Page MenuHomePhabricator

Spike : How will we Measure % of edits coming from users without JS
Closed, ResolvedPublicSpike

Description

This task represents the work required to figure out what data we already have, and what if any instrumentation is required, to measure the % of edits coming from users without JS.

Event Timeline

Mayakp.wiki changed the subtype of this task from "Task" to "Spike".Apr 29 2020, 9:40 PM

Proof of concept posted at https://meta.wikimedia.org/wiki/User:MPopov_(WMF)/Notes/JS_support

The methodology isn't perfect, and I'd love for someone like @phuedx or @DLynch to review it. Specifically I'm wondering about cases where certain files which we would always expect to be requested together with the page's HTML…aren't.

Data referenced in the notes:

I don't think that method can be relied upon, mostly because of caching.

The request for /w/load.php?lang=en&modules=startup&only=scripts&raw=1&skin=vector is served with a not-terribly-aggressive cache header, so the browser should only be keeping it around for 5 minutes... but that's still enough to mean that anyone who navigates *back* to the main page after viewing any other article is going to not-request the JS/CSS. If you could perhaps filter to "requests from IPs which have not accessed the site in the last 30 minutes" or similar, that might avoid this issue... but I don't know how plausible that query is.

(There's also the issue of scrapers / bots / browser-prefetching loading just the HTML of the page and not loading the resources, but I don't know the size of that effect.)

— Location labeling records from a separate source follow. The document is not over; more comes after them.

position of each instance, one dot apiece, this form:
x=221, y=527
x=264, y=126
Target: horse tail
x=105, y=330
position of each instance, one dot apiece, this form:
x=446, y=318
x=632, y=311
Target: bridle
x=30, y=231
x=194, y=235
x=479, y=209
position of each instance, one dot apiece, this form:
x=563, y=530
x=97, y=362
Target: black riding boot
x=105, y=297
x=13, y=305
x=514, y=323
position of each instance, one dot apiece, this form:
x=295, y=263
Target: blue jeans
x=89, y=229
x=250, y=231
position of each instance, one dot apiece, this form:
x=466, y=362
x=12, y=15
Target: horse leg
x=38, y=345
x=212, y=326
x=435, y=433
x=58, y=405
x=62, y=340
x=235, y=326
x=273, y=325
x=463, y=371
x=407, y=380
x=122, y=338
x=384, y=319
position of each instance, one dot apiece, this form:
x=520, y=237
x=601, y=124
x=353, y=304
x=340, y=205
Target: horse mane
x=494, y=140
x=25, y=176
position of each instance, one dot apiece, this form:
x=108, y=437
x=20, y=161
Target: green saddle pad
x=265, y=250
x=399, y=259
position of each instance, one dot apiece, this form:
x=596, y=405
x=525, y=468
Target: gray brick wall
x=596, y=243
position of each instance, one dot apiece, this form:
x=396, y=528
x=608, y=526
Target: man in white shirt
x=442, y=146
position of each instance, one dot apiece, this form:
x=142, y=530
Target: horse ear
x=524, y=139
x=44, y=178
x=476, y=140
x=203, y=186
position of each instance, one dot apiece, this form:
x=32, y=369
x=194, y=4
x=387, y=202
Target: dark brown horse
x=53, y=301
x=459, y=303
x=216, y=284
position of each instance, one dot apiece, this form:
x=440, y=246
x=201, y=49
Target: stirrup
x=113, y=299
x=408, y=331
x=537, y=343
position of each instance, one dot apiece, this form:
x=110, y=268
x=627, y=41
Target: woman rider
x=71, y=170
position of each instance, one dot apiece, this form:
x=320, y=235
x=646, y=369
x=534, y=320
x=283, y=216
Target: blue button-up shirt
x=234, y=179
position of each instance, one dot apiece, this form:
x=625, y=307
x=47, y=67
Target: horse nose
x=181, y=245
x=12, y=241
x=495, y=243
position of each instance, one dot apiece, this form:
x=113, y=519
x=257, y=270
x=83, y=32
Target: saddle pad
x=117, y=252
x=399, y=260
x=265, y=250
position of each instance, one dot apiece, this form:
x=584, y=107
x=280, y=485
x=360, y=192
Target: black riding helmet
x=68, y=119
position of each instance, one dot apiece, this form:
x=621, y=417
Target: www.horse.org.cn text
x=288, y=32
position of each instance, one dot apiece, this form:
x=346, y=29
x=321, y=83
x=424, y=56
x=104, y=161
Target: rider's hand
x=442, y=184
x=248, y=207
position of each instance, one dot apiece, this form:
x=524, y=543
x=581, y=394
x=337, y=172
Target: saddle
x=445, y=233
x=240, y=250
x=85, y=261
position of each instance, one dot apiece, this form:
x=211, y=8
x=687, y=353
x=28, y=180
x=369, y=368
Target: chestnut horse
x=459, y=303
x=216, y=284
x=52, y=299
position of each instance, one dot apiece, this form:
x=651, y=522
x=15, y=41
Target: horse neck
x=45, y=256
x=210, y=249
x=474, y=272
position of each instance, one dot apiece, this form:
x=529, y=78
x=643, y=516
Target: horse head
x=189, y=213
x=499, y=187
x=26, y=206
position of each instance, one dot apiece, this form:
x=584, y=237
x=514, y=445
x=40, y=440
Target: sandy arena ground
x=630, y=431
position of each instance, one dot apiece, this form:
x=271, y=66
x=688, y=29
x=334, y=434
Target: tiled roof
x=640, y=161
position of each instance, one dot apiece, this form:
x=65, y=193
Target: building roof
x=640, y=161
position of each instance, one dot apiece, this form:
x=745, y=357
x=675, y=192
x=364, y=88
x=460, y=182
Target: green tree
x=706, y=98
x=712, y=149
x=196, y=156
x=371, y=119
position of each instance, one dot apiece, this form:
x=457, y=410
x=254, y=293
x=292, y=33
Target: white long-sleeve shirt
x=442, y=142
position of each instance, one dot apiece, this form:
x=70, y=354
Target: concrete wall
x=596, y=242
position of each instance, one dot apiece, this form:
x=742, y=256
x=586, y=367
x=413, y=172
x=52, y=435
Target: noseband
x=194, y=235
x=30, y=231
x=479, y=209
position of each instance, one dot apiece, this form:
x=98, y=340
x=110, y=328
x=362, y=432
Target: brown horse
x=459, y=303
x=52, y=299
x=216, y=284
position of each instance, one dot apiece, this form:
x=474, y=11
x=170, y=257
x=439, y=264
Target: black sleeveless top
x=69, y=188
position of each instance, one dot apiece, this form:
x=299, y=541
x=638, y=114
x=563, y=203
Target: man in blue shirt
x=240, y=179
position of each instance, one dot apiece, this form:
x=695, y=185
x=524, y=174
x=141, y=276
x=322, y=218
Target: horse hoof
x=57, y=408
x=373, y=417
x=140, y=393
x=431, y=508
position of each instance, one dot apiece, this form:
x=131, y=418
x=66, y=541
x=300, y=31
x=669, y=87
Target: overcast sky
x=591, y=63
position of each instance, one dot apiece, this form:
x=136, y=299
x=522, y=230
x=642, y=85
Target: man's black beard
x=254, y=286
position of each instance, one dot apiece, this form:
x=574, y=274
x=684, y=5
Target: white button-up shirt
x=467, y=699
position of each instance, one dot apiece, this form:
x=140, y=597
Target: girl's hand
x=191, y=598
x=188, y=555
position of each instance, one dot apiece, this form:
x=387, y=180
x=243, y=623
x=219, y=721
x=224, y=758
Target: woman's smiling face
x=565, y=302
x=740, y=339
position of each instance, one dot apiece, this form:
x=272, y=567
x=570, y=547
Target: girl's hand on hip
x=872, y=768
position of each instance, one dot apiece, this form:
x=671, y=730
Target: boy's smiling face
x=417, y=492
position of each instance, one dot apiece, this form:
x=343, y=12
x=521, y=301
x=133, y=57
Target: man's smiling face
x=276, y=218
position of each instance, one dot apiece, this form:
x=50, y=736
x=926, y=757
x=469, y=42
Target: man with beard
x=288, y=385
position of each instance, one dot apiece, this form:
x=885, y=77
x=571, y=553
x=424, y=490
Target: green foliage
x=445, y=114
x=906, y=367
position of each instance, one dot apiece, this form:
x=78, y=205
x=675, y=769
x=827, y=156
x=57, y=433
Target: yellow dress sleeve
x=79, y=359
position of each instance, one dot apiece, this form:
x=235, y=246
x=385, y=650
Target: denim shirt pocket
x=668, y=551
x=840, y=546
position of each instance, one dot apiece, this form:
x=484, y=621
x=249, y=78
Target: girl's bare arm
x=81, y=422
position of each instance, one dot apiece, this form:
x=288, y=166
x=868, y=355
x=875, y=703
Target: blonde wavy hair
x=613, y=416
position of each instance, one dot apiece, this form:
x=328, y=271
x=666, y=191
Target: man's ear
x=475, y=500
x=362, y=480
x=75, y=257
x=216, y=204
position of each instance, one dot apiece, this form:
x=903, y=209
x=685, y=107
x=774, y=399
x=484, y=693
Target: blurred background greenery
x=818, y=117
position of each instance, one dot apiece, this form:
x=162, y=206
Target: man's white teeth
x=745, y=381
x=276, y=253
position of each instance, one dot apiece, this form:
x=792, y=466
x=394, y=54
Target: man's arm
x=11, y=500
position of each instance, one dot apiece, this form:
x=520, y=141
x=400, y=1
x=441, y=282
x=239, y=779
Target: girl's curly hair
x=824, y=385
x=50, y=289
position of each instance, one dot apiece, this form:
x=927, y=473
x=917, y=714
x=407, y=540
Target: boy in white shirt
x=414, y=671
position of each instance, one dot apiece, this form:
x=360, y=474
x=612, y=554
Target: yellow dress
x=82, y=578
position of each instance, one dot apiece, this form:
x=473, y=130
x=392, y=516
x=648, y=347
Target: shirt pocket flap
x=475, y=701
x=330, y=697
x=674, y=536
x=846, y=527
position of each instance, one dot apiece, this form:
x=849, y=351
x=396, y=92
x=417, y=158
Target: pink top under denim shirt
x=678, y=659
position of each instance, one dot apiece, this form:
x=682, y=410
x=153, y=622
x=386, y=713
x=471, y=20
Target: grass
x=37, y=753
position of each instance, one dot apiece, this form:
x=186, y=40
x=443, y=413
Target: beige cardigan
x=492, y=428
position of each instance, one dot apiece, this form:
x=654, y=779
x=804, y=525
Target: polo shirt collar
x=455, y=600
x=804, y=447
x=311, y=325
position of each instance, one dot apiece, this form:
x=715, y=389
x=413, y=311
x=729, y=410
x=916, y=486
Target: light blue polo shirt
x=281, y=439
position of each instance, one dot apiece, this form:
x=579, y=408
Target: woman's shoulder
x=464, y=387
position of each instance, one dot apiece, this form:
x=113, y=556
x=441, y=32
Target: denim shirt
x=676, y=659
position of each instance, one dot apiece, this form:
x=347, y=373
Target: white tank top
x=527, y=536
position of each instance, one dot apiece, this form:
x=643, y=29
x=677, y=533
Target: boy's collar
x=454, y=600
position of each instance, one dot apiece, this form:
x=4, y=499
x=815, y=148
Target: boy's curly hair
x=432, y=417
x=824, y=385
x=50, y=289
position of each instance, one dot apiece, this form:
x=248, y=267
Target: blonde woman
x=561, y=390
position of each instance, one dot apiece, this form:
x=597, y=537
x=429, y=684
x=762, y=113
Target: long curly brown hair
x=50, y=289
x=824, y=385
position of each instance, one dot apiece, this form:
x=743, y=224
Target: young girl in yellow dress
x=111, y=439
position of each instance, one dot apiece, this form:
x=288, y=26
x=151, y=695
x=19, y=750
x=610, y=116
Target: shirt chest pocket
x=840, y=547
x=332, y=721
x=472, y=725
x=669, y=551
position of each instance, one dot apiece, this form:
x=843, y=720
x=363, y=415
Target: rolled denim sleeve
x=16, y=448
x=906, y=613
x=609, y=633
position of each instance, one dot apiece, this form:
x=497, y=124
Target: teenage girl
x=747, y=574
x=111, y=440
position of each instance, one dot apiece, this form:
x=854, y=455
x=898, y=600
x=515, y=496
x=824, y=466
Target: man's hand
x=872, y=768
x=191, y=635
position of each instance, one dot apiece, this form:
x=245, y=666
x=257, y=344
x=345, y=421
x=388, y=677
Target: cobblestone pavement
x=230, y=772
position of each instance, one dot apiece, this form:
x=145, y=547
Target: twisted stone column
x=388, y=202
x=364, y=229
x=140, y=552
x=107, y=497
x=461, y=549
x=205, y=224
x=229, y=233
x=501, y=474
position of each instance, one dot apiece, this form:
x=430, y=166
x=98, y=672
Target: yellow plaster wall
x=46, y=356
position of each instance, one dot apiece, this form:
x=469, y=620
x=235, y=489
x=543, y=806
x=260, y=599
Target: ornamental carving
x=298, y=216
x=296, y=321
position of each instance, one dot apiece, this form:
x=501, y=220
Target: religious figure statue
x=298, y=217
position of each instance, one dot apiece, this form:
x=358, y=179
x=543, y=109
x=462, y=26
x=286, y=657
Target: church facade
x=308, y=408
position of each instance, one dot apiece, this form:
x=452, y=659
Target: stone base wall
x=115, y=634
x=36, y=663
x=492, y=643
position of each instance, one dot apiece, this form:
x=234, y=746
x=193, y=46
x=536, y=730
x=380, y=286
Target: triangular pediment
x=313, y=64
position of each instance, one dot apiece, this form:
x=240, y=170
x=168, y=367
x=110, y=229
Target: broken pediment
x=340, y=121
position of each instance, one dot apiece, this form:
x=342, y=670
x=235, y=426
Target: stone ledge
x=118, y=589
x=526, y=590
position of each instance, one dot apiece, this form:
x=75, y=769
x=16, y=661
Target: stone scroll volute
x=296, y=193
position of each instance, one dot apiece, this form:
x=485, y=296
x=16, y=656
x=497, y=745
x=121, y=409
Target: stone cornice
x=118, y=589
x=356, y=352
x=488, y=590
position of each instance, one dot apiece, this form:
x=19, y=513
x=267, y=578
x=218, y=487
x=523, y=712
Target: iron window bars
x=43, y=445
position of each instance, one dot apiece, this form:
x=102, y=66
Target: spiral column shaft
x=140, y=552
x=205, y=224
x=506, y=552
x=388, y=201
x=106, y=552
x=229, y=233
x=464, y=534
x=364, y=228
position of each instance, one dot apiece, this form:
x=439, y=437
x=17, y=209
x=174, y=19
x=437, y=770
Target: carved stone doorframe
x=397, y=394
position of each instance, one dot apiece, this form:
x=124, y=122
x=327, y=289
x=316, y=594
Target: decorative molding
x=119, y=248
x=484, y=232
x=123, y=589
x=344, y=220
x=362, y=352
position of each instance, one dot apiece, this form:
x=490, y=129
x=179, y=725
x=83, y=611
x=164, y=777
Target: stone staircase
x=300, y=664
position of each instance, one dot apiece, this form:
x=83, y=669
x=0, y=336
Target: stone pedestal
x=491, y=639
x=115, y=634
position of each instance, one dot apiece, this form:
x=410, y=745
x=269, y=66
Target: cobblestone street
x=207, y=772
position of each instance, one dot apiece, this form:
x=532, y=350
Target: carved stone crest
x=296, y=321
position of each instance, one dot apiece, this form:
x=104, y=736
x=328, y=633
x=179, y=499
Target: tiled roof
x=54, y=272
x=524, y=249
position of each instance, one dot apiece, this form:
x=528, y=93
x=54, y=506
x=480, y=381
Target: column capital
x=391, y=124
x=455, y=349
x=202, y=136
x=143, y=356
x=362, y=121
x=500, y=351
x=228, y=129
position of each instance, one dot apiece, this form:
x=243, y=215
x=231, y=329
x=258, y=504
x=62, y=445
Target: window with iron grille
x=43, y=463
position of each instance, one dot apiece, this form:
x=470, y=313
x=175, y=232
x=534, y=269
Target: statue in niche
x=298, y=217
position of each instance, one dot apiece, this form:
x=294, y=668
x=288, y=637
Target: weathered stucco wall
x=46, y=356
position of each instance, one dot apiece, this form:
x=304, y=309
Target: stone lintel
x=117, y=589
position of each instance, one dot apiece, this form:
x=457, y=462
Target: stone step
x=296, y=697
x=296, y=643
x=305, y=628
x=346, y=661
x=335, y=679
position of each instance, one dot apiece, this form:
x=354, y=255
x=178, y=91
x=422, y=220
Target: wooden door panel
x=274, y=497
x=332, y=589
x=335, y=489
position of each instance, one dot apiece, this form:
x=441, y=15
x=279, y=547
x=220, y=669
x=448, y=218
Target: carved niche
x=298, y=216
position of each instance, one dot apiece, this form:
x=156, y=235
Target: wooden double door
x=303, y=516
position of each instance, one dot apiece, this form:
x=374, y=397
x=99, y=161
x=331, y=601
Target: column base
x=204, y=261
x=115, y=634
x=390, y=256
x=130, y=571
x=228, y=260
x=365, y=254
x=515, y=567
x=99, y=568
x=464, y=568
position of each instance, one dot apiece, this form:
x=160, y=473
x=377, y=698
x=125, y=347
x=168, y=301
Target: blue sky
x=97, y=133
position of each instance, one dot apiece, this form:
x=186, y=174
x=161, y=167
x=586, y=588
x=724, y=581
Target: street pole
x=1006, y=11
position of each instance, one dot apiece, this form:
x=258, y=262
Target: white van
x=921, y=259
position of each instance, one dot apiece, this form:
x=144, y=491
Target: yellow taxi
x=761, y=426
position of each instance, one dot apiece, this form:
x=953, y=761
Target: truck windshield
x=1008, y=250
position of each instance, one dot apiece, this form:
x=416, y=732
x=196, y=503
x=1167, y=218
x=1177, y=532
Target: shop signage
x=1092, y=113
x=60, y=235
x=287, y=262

When we move along to actually checking for the rates on edits rather than generic front-page hits, this is going to get even less reliable, because "visiting the edit page without having viewed literally anything else on the site and so having clean caches" seems like an unlikely scenario,

For edits, I really do think the EditAttemptStep analysis designed in the parent task is going to get us a much more accurate view of it.

I agree with @DLynch. Especially when it comes to counting edits, using existing EventLogging data should be more reliable than browser resource requests (so long as we only need sampled percentages and not absolute numbers). It's also not clear to me how resource request data would actually be used for counting edits, as that isn't mentioned in the proof of concept document. I can imagine how it could be used for looking at visits to the editing interface, but not actual edits. For that, I think T240697#6094827 would work better.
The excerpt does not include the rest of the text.